Soledad Vélez: «Me ponía furiosa que se metiesen con mi voz y dijesen que era la de un hombre»

–¿Por qué tanta prisa en sacar un segundo disco?

– Si estoy parada me empiezo a deprimir. Durante la gira de «Wild Fishing» empecé a añadir nuevos sonidos y esquemas y tenía ganas de romper un poco con mi imagen del primer disco

–¿Un disco de éxito y ya quería cambiar?

– Empecé con una especie de folk rock, pero a medida que pasa el tiempo veo que me acerco a lo que en realidad quiero hacer. He añadido sonidos andinos, que me han acercado a mi tierra y sonidos más espaciales y psicodélicos, que es lo que he ido añadiendo a mi base.

–Sus canciones son muy autobiográficas o al menos eso parecen

– Me nutro de mi vida, claro, y de las personas que están a mi alrededor. A veces las disfrazo un poco y las hago más abstractas, pero no puedo evitarlo, me sirven un poco de exorcismo.

–El nuevo disco se llama «Run with wolves» ¿Qué le han hecho los lobos?

– Hace un año estuve muy nerviosa, con mucha ansiedad, a punto de cruzar todos los cables y empecé a ver lobos corriendo conmigo, no como algo malo, pero sí me hizo dar cuenta que tenía que parar. Por eso es un disco con muchos claroscuros.

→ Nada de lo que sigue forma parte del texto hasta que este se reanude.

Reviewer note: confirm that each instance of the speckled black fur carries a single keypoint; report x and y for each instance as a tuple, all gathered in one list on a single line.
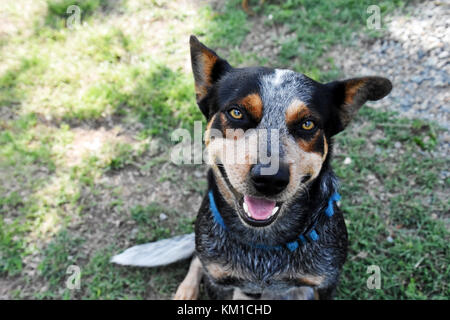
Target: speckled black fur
[(230, 247), (243, 264)]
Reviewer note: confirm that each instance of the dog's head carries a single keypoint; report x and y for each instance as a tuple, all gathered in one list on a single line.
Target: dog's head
[(269, 130)]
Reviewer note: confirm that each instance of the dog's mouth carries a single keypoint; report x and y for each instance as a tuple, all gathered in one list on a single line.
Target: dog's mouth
[(254, 211), (259, 212)]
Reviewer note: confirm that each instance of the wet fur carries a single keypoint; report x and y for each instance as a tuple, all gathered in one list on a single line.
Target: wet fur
[(232, 266)]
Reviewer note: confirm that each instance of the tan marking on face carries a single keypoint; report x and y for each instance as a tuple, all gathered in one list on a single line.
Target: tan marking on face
[(301, 163), (237, 152), (296, 111), (253, 104), (222, 185), (200, 91), (308, 146)]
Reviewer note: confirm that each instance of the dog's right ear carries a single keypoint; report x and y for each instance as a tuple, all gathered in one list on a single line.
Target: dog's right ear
[(208, 68)]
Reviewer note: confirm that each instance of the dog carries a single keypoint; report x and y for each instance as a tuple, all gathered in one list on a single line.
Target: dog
[(273, 229)]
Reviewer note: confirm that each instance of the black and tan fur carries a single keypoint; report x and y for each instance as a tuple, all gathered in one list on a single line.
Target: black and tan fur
[(280, 100)]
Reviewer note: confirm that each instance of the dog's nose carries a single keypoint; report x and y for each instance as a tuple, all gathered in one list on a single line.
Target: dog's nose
[(269, 184)]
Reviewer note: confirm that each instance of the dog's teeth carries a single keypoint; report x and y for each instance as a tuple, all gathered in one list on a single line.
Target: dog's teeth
[(274, 210)]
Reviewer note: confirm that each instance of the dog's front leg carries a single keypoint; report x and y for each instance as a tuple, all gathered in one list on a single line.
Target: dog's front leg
[(188, 289)]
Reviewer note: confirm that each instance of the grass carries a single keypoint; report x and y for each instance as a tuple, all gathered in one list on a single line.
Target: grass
[(85, 118), (395, 221)]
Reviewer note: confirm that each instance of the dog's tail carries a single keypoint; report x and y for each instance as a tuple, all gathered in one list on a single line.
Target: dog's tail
[(159, 253)]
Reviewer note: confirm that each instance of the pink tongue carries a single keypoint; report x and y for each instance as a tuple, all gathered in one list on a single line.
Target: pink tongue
[(259, 209)]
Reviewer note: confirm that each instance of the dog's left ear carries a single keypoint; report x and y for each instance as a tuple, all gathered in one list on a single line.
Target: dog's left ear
[(350, 95), (208, 68)]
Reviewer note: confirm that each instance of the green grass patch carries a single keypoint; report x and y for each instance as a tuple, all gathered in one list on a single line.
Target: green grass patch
[(395, 217)]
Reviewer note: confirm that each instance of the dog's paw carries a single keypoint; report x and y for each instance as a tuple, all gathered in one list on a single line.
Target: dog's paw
[(186, 292)]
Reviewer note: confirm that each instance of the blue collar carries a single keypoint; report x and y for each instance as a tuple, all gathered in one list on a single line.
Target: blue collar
[(310, 234)]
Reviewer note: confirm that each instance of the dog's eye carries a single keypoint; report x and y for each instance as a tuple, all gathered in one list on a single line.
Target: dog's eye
[(308, 125), (235, 114)]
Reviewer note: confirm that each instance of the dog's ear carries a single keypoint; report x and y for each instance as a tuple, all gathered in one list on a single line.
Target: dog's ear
[(207, 67), (350, 95)]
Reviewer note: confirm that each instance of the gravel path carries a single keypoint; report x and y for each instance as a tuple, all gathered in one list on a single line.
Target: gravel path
[(415, 55)]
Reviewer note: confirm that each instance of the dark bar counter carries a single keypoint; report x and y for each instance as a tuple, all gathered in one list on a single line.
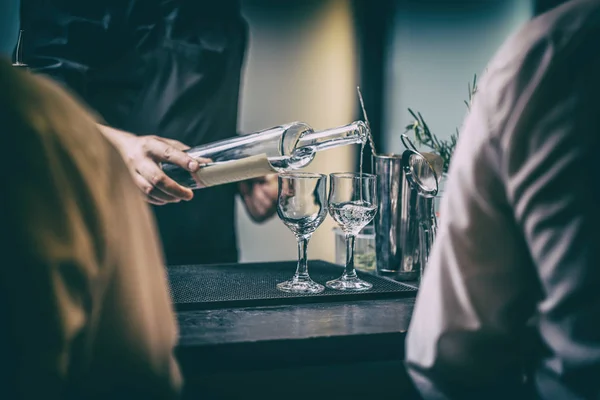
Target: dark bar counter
[(324, 347)]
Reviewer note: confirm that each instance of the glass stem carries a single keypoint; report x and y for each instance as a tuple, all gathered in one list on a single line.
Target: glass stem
[(302, 269), (349, 272)]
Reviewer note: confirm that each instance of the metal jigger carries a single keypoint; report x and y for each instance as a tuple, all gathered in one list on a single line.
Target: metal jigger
[(423, 172)]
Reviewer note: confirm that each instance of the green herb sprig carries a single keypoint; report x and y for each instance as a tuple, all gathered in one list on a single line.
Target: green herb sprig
[(425, 137)]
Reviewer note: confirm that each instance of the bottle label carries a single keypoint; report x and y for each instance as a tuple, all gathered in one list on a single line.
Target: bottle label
[(234, 171)]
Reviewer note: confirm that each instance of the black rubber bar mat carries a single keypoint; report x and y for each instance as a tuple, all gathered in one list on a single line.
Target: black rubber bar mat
[(196, 287)]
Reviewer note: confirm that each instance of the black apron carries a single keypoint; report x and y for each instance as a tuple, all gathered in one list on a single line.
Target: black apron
[(167, 68)]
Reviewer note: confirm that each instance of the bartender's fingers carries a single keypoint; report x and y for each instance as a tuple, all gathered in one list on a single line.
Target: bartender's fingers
[(159, 180), (152, 195), (160, 150), (175, 143), (183, 147)]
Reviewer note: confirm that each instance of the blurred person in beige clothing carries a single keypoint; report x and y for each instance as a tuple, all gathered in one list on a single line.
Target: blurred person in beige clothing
[(84, 304)]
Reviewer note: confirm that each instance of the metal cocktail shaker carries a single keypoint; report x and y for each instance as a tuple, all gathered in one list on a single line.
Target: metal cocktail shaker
[(396, 223)]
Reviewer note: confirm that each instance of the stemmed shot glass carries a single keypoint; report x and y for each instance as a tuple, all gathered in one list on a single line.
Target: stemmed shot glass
[(352, 204), (302, 206)]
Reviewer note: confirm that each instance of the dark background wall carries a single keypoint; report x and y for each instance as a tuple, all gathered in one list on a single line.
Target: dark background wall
[(9, 26)]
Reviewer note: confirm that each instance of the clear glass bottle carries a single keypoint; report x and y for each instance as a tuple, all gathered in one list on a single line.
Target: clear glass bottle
[(278, 149)]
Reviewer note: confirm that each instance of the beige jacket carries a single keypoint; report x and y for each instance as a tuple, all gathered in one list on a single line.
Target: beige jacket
[(84, 306)]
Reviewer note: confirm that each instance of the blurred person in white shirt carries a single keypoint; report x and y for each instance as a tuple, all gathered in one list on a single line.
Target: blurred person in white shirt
[(518, 243)]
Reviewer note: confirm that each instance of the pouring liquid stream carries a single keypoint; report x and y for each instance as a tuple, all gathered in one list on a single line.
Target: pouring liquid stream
[(369, 136)]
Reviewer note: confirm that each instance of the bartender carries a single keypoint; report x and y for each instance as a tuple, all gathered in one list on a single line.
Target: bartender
[(160, 75)]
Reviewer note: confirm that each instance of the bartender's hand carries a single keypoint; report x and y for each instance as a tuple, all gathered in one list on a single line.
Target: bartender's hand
[(260, 197), (143, 155)]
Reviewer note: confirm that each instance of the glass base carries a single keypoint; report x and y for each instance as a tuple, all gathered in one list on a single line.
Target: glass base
[(295, 285), (349, 284)]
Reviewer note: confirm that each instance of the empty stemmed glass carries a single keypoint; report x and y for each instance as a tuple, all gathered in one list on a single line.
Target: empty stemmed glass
[(352, 204), (302, 206)]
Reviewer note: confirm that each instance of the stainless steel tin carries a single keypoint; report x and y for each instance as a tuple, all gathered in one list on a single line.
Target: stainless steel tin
[(396, 225)]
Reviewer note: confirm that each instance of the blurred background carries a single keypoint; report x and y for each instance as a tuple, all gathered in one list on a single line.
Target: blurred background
[(306, 57)]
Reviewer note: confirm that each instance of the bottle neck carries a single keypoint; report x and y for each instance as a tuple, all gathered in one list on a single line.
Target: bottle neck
[(354, 133)]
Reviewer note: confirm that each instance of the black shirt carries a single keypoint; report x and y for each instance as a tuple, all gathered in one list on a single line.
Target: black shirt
[(168, 68)]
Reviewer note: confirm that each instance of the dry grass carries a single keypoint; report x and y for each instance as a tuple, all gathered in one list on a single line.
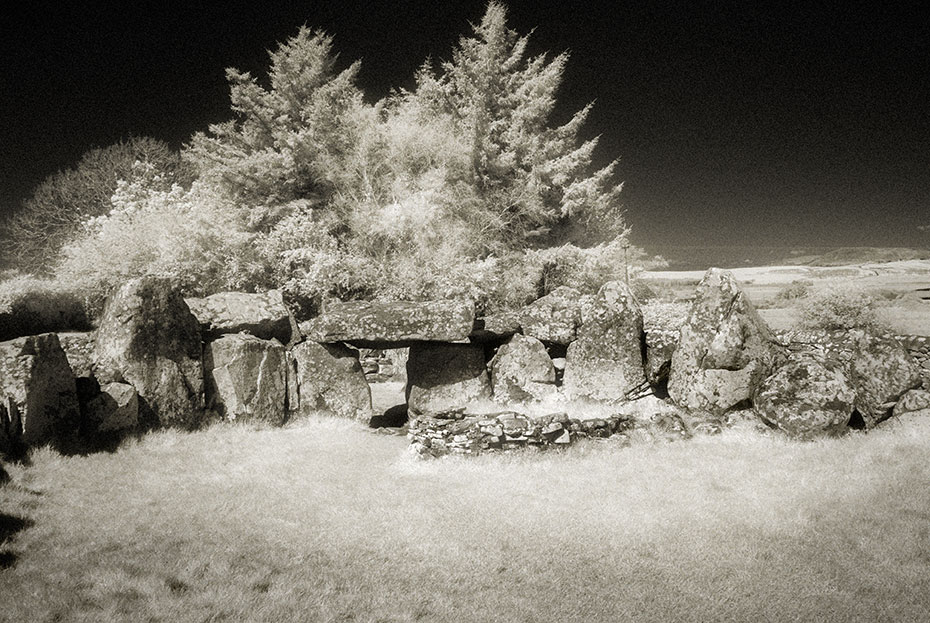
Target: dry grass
[(326, 521)]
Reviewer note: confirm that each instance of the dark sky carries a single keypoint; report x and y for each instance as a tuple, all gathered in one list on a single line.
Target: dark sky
[(735, 123)]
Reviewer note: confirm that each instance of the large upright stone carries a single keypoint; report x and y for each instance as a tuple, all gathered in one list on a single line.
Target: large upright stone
[(443, 377), (263, 315), (725, 348), (521, 370), (329, 377), (246, 378), (37, 390), (553, 318), (806, 397), (149, 338), (605, 363), (391, 324)]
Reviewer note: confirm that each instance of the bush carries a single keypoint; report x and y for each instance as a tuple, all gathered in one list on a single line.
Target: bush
[(840, 307)]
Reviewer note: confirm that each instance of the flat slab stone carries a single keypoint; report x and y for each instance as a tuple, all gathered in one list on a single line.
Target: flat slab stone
[(393, 324)]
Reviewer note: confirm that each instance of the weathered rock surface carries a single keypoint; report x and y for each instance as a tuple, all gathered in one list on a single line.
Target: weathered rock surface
[(554, 318), (329, 377), (37, 390), (442, 377), (521, 370), (391, 324), (246, 378), (881, 371), (913, 400), (807, 397), (605, 363), (725, 349), (79, 348), (114, 409), (148, 337), (263, 315)]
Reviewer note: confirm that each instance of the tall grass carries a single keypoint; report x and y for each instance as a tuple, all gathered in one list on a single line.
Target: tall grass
[(326, 521)]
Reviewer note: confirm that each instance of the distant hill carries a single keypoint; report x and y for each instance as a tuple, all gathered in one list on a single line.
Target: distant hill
[(858, 255)]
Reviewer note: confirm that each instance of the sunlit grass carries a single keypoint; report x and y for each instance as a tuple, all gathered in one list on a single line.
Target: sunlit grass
[(326, 521)]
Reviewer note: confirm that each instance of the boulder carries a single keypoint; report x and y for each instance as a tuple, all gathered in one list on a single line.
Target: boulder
[(246, 378), (881, 370), (445, 377), (521, 370), (114, 409), (391, 324), (148, 337), (263, 315), (724, 349), (913, 400), (806, 397), (37, 390), (605, 363), (329, 377), (553, 318)]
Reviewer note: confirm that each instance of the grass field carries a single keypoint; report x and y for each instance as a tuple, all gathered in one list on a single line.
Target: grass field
[(328, 521)]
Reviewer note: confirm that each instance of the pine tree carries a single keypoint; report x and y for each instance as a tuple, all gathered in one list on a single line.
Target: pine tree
[(535, 181)]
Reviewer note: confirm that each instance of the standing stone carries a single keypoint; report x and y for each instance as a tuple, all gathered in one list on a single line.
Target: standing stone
[(807, 397), (114, 409), (246, 378), (263, 315), (149, 338), (391, 324), (444, 377), (329, 377), (553, 318), (37, 389), (521, 370), (725, 349), (605, 363), (881, 370)]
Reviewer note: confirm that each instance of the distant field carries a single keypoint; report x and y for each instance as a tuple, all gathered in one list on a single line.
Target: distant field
[(327, 521)]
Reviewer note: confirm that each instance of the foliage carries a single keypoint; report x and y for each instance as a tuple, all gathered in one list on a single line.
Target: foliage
[(839, 307), (54, 213)]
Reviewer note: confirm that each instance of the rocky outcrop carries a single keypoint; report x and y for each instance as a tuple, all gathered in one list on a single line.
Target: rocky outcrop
[(807, 397), (246, 378), (329, 377), (148, 337), (114, 409), (912, 401), (553, 318), (37, 390), (391, 325), (521, 371), (263, 315), (725, 349), (881, 371), (605, 363), (441, 377)]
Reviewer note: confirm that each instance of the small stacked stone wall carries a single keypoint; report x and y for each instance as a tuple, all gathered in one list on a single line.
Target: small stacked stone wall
[(456, 433)]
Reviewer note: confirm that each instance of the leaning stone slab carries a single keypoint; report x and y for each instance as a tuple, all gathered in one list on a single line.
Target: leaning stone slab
[(246, 378), (725, 349), (37, 390), (328, 377), (807, 397), (149, 338), (114, 409), (554, 318), (263, 315), (521, 371), (605, 363), (445, 377), (391, 324)]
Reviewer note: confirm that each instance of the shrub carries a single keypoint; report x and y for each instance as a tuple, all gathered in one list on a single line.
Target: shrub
[(839, 307)]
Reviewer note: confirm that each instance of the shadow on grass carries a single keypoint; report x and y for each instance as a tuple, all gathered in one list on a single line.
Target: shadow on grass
[(9, 526)]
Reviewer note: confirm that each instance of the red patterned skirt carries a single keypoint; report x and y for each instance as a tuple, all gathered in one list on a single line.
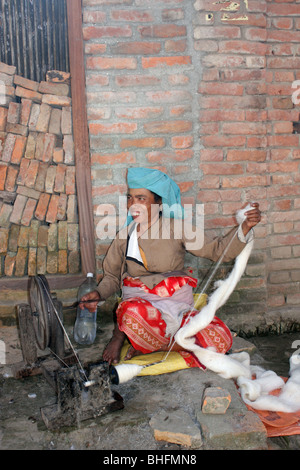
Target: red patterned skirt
[(146, 330)]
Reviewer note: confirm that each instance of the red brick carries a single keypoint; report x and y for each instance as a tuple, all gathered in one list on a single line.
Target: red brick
[(95, 48), (162, 31), (132, 15), (3, 172), (223, 168), (96, 32), (3, 118), (220, 89), (167, 156), (56, 101), (245, 181), (42, 206), (26, 83), (169, 61), (139, 113), (19, 149), (59, 184), (216, 32), (244, 128), (112, 159), (145, 142), (49, 144), (90, 16), (175, 46), (17, 129), (68, 147), (162, 127), (31, 173), (115, 63), (213, 155), (136, 47), (226, 115), (62, 206), (14, 113), (17, 212), (28, 212), (117, 128), (8, 147), (52, 209), (110, 189), (245, 155), (173, 96), (25, 162), (182, 141), (137, 80), (224, 141), (28, 94), (70, 180), (25, 111), (10, 183), (61, 89)]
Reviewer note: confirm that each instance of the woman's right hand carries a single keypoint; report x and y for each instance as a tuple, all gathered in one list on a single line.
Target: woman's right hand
[(91, 296)]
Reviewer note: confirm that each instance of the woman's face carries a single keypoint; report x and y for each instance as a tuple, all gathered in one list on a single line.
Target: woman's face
[(142, 205)]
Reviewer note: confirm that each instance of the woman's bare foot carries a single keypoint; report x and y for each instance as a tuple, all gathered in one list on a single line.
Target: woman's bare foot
[(111, 353)]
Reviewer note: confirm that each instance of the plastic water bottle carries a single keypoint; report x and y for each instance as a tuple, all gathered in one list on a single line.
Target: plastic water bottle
[(86, 322)]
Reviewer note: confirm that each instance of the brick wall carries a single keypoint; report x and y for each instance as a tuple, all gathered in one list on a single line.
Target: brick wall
[(203, 90), (38, 208)]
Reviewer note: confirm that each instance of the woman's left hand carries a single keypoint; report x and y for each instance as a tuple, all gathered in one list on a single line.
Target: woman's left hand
[(253, 217)]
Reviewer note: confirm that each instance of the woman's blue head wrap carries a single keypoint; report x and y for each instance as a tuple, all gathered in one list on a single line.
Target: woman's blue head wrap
[(160, 184)]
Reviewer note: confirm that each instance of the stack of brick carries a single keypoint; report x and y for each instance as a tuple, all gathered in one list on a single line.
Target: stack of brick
[(39, 231)]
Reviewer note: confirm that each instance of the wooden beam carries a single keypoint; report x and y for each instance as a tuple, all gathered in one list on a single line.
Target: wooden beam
[(81, 137)]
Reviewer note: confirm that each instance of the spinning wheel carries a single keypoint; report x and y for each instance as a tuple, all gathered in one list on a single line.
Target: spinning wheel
[(46, 313)]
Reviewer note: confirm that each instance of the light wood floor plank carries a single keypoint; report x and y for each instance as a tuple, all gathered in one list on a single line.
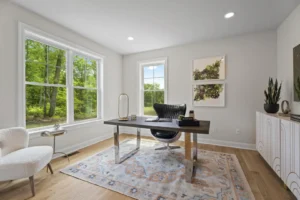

-¿Por qué rescatar ahora los sonidos andinos?

– Cuando volví a Chile de gira, empecé a comprender lo mucho que echaba de menos mi país y noté la necesidad de añadir estas sonoridades como una forma de arraigarme a mi país. Chile es un lugar de una historia muy fuerte, llena de contrastes. He visto desde la riqueza a la pobreza extrema de los pueblos remotos. Tenía compañeros de escuela que dormían en el suelo en chozas.

–¿Qué le hizo establecerse en España?

– Fue importante distanciarme , ver mi país desde otra perspectiva y crecer a partir de allí. Soy muy patriota, pero si me hubiese quedado en Chile nunca hubiese sido objetiva. La añoranza es una gran fuerza creativa.

–¿Qué le empujó al mundo de la música?

– Mi padre componía y tenía una gran voz de tenor impresionante. Siempre le recuerdo cantando a Elvis. Con mi hermano mayor aprendí a tocar la guitarra. Nunca me dejaron cantar porque tenía una voz fea, que decían que se parecía a la de un hombre, pero ese rechazo me dio más fuerza y ganas y empecé a componer mis propias canciones y a cantarlas a los doce años.

–Ahora su voz es una de sus señas de identidad y todos la adoran ¿Le gusta esta pequeña venganza?

– Es algo que me fascina. Antes me ponía furiosa que dijesen que tenía voz de hombre. Si, tengo una voz fuerte, peculiar, y le ha dado personalidad propia a mis canciones, así que sí que es como una pequeña venganza.

–¿Le sorprende el éxito que ha conseguido con su primer disco?

–Sí, es algo increíble, pero es una cuestión de equipo. Empecé sin tener idea de nada y cada vez me encuentro más agusto. Ahora incluso bailo en el escenario, algo que hubiese sido imposible hace un año, en que no me atrevía de moverme tras la guitarra.

– ¿Disfruta más ahora de los director?

– Me encantan, son algo animal, te sientes el macho de la manada, una sensación muy básica y desafiante.